His wife Aislin (Andrea Riseborough) has been putting up for years with her husband’s puritan, repressive strictures in their decidedly glum rectory. Moreover, the nasty secret she appears to have got right concerning their shared past doesn’t help either. Indeed, when she has had enough of this control freak with a dog collar, she reminds him of the secret to his face in the middle of a huge domestic row.
Old Rope: Damian Lewis as Reverend Balor in The Silent Storm
In the middle of the row, a young 17-year-old delinquent orphan, named Fionn (Ross Anderson) suddenly arrives at the door, accompanied by a pompous older man from Glasgow. Now the couple must take the young lad in charge. However, his presence is the cause of new tension and misunderstanding, with repeated hints from the Reverend Balor concerning Aislin’s sinful past.
Thus the poor wife tends to walk around pale and unhappy, waiting on her husband’s whims and tantrums, serving up meals that are eaten in silence. The fire crackles in the grate but offers no comfort.

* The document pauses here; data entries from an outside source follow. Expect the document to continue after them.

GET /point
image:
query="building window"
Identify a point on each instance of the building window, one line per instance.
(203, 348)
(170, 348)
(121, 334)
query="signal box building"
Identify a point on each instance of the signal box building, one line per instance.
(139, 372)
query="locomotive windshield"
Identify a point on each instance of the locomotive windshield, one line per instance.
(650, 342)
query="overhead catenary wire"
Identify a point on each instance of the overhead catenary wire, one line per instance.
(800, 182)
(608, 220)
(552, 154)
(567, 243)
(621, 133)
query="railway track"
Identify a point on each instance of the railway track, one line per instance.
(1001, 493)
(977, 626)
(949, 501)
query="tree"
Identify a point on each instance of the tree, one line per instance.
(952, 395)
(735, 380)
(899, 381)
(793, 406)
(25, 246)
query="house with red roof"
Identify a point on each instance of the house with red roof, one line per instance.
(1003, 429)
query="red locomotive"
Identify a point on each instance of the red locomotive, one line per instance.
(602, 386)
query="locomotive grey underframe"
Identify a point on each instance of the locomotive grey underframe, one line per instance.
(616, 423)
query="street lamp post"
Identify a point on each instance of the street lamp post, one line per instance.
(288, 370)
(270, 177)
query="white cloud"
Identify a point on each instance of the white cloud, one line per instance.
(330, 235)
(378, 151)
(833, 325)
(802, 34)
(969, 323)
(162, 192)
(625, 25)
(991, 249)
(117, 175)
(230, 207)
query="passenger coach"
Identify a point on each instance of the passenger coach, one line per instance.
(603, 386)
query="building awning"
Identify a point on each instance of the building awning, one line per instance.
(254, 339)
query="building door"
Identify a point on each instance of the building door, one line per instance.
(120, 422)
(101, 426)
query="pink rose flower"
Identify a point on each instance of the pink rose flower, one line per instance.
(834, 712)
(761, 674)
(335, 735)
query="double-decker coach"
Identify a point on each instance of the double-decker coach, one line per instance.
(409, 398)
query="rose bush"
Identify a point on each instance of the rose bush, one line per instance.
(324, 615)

Andrea Riseborough and Ross Anderson in The Silent Storm
Then the Reverend suddenly gets a Fitzcarraldo-style idea to ship the pews from his kirk on a boat to the mainland - all his former flock have now gone there for factory jobs as the island mines have closed. Fionn is left to look after the place while the Reverend transports the church furniture to the mainland on a boat manned only by himself.
Are we in for some Lady Chatterley-style hanky-panky on the now deserted island? No, we certainly are not, but there is some psychotropic stuff with herbs and mushrooms and pastoral heebie jeebies. It gets far too weird and all that heavy musical cake on the soundtrack - layered choral voices, cod Celtic strings - is damn irritating.
It's a pity really. With some serious steerage and directorial focus and less of the hammy acting from Lewis we might have had something. At one particularly tense moment as the film reached its risible climax, amid all his out-of-body acting and exaggerated gesture, Lewis bent his knees and it looked like he was about to do the Hucklebuck or the Twist. He should have, it might have made a difference.